所蔵機関名表示のないものは、東京大学総合図書館所蔵である。

10 有徳院様暦数御尋之御筆
徳川吉宗自筆、「一橋徳川家文書」
<茨城県立歴史館所蔵>

吉宗は、中国の時憲暦が西洋天文学の成果をもとにイエズス会宣教師によって作成された暦で、伝統的な中国暦法より優れていることを知り、我が国でも西洋天文学によって改暦を行なうことに情熱を燃やした。そして、和算家の建部賢弘、中根元圭、長崎天文家の西川如見、西川正休らに対して、天文暦学について度々質問をし意見を聞いた。この史料も、そうした下問状の一つである。
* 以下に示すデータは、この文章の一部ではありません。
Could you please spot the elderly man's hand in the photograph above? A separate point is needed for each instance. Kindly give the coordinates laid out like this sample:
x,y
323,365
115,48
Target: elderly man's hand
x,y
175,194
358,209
本タイトルは包紙に記された文言である。包紙がこの下問状と同時代の物らしいこと、下問状を認めた和紙の縦の寸法が30cmもあり将軍の用紙に相応しいこと、本史料が伝わった一橋家は吉宗が創始した三卿の一つであること、暦学に関するこのような内容は吉宗以外に書ける人物がいたとは思えないこと、吉宗は多くの指示を自ら行ったこと、などからみて、本状が吉宗の真筆であることを疑う理由はない。吉宗は、内容にかなり踏み込んだ下問状、質問書を多くの分野の専門家に出していたことが『徳川実記』、『兼山秘策』などに記されている。本状は、吉宗のそうした行状を裏づける貴重な史料である。(中村・伊藤)

[原文](部分)
 一 貞享暦ハ授時暦ニ少々了簡を加へ組立候ものの様ニ兼而承及候。右両暦ノ■同
承度事。口上ニ而ワかれ難ク候ハハ、書付見申度事。
 一 此間之書付ニ惣而蝕之義ハ實測と算法と度々逢不申もの之由、然は暦法之善悪
何を以而極申候哉。
 一 授時暦之組立ハ書物も渡り此方よりも相知有之候事ニ候哉。

[口語訳]
 一 貞享暦は授時暦に少し工夫を加へて作ったものと以前から聞き及んでいる。この両方の暦の違いと同じ点を承りたいこと。口頭での説明が難しければ、書いた物を見たいこと。
 一 この間の書付に、日蝕のことは一般に実測と推算と度々一致しない場合があることの由だが、それならば暦法の善し悪しは何をもって決めるのか。
 一 授時暦の内容は、中国から書物も輸入されているから、我が国でも知られたことなのだろうか。